Roles of E2s during ubiquitin chain assembly

The complexity of the interactions carried out by E2s contradicts their early image as simple carriers of activated ubiquitin. Indeed, as we discuss below, it is now evident that E2s can determine the linkage specificity and length of ubiquitin chains and can strongly influence the processivity of chain formation.

Switching from ubiquitin chain initiation to elongation

The assembly of ubiquitin chains is usually initiated by the transfer of the first ubiquitin to a Lys on a substrate. Subsequently, the E2–E3 pair switches to chain elongation, during which additional ubiquitin molecules are attached to the substrate-linked ubiquitin. The decision of whether a Lys residue in the substrate or in the ubiquitin will receive the next ubiquitin is often made by the E2, and E2s with dedicated roles in ubiquitin chain initiation and elongation have recently been described.

In an example of the division of labour of E2s between ubiquitin chain initiation and elongation, the yeast APC/C uses Ubc4 to modify Lys residues in substrates and Ubc1 to extend Lys48-linked ubiquitin chains⁶⁶ (FIG. 4a). Similarly, the human Ubc4 homologues of the UBE2D family prefer to modify Lys residues in substrates when incubated with APC/C in vitro, but the importance of UBE2D for APC/C activity in cells is unclear^8,34,67. In the case of the heterodimeric E3 breast cancer type 1 susceptibility protein (BRCA1)–BRCA1-associated RING domain 1 (BARD1), several E2s, including UBE2W and UBE2E2, function in ubiquitin chain initiation, whereas the heterodimer UBE2N–UBE2V1 and UBE2K specifically promote chain elongation⁶⁸.

Figure 4. Mechanisms for ubiquitin chain initiation and elongation.

a. The yeast anaphase-promoting complex or cyclosome (APC/C) uses the ubiquitin-conjugating enzyme (E2) Ubc4 to initiate ubiquitylation, and a different E2, Ubc1, to elongate Lys48-linked ubiquitin chains. b. UBE2C recognizes a TEK box in the substrate to initiate ubiquitylation. Once a ubiquitin moiety has been added to the substrate, a similar TEK box present in ubiquitin takes over to promote elongation of the Lys11-linked ubiquitin chain. The efficient extension of Lys11-linked ubiquitin chains requires a second E2, UBE2S. c. The yeast E2 cell division cycle 34 (Cdc34) can initiate and elongate ubiquitin chains. Efficient chain elongation requires the acidic loop of Cdc34, which might orient the attacking Lys group relative to the E2 active site (charged with the ubiquitin thioester) to facilitate the formation of ubiquitin–ubiquitin linkage. E3, ubiquitin ligase.
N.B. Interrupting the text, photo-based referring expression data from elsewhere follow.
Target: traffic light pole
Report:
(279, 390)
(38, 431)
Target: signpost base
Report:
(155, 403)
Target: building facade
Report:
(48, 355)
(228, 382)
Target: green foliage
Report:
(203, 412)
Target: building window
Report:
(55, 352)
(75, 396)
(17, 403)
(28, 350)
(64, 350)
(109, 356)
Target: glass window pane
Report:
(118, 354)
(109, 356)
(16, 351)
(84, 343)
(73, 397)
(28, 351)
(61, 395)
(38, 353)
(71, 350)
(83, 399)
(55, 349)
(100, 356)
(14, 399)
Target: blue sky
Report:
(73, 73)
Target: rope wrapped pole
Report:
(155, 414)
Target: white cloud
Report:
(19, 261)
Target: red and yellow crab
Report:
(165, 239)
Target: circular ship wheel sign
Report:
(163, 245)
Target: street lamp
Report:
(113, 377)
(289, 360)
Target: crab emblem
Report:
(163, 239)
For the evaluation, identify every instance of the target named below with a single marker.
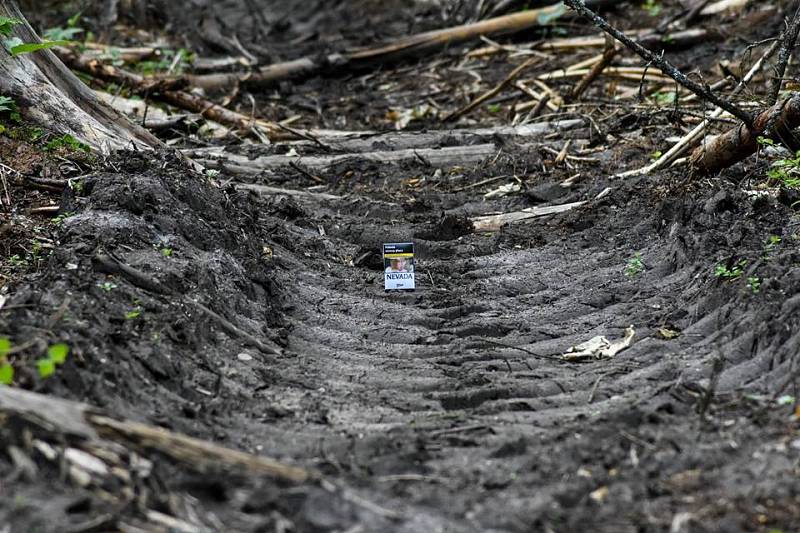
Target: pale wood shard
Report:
(89, 429)
(266, 189)
(199, 454)
(367, 141)
(495, 222)
(435, 157)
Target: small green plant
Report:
(107, 286)
(56, 355)
(67, 141)
(786, 172)
(177, 60)
(15, 45)
(59, 220)
(652, 7)
(754, 284)
(65, 34)
(17, 261)
(765, 141)
(730, 274)
(665, 97)
(8, 107)
(635, 266)
(772, 242)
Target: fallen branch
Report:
(788, 41)
(691, 138)
(664, 65)
(84, 426)
(165, 90)
(50, 94)
(368, 141)
(495, 222)
(403, 48)
(608, 55)
(738, 143)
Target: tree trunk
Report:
(49, 94)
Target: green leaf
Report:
(11, 42)
(72, 22)
(61, 34)
(6, 374)
(548, 15)
(786, 399)
(5, 346)
(27, 48)
(7, 104)
(58, 353)
(7, 25)
(46, 367)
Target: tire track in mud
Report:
(436, 411)
(425, 403)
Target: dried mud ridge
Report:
(442, 410)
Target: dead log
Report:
(367, 141)
(167, 91)
(50, 94)
(83, 425)
(434, 157)
(736, 144)
(403, 48)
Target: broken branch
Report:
(666, 67)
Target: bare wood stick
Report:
(202, 455)
(734, 145)
(691, 138)
(85, 424)
(492, 92)
(666, 67)
(495, 222)
(597, 69)
(52, 95)
(788, 41)
(413, 45)
(167, 93)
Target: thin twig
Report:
(542, 356)
(666, 67)
(787, 46)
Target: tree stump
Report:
(49, 94)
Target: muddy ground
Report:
(450, 408)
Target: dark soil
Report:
(450, 406)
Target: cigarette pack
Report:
(398, 265)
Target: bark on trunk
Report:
(51, 95)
Some E2s involved in ubiquitin chain initiation, especially those of the UBE2D family, lack specificity for a Lys residue in the substrate, which allows them to initiate chain formation on a diverse set of substrates for multiple E3s⁸. By contrast, other E2s are more selective in promoting ubiquitin chain initiation and potentially recognize substrate residues in proximity to the modified Lys. An example of a selective type of E2 is UBE2T, which ubiquitylates specific Lys residues in its substrate FANCD2 but lacks any ubiquitin chain extension activity and does not cooperate with chain-elongating E2s⁴³. UBE2T thereby catalyses the monoubiquitylation of FANCD2.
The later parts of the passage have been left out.